Das zu erkennen gehört auch zu unseren Aufgaben. Und auch das muss so früh wie möglich geschehen, damit dem Patienten so viele Funktionen wie nur möglich erhalten bleiben. Denn wenn die Entzündung erstmal ausschließlich im Hirngewebe angekommen ist, kommen auch die hochaktiven antientzündlichen Substanzen an ihre Grenzen. Das Beste, das wir aktuell haben, sind Theorien, dass manche Substanzen vielleicht auch einen zentralen Ansatz haben. Das macht die Forschung in diesem Bereich um so notwendiger.

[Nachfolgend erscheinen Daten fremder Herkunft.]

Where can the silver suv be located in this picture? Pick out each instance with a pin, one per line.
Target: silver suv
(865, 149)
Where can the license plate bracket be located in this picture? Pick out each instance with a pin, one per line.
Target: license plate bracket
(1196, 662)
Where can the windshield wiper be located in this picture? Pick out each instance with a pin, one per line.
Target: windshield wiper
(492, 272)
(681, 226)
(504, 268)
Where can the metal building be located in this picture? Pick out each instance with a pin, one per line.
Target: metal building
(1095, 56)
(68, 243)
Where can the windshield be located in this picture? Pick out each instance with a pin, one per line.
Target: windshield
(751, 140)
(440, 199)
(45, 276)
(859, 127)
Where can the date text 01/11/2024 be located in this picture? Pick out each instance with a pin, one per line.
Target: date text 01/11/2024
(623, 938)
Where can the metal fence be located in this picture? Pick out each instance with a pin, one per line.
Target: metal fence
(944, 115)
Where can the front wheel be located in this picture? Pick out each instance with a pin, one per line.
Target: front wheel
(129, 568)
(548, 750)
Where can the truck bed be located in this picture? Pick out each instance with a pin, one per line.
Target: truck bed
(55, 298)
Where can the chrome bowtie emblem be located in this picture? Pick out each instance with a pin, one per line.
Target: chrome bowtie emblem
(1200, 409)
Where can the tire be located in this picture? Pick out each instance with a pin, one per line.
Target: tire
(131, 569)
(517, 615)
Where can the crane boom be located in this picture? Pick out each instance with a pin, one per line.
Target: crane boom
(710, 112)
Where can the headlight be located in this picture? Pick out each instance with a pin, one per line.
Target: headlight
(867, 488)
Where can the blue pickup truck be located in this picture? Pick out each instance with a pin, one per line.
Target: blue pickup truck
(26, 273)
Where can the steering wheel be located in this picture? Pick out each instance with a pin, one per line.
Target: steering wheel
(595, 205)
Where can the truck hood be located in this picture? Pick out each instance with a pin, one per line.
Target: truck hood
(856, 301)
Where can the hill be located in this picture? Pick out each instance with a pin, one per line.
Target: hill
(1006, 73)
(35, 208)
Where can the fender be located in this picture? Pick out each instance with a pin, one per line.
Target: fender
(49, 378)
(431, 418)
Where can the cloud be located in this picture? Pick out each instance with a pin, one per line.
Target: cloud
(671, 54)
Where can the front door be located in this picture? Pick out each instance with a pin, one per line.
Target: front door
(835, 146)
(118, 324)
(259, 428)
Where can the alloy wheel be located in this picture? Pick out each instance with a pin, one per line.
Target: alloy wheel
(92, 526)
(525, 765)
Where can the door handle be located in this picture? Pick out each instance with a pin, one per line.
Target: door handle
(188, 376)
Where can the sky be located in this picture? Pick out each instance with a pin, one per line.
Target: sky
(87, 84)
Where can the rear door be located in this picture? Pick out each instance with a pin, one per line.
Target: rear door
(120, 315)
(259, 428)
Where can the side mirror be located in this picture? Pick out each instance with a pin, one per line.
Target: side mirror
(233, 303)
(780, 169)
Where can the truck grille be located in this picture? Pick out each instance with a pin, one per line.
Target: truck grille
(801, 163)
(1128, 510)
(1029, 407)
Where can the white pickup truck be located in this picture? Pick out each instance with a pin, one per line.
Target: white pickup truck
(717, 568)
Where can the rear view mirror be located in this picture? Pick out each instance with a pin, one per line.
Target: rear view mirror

Selbstverständlich setzen wir jede Therapie im besten Sinne des Patienten ein, insbesondere geht es immer wieder darum, neu und individuell das Risiko einer weiteren Krankheitsaktivität gegen das potentielle Risiko einer Therapie abzuwägen. Die Passage der Blut-Hirn-Schranke ist dennoch einer der Faktoren, die uns wie gesagt vor eine Herausforderung stellen können und entsprechend berücksichtigt werden müssen. Denn aktuell gibt es leider kein „one fits all“-Präparat, weder bezogen auf die Erkrankung noch auf die Patienten.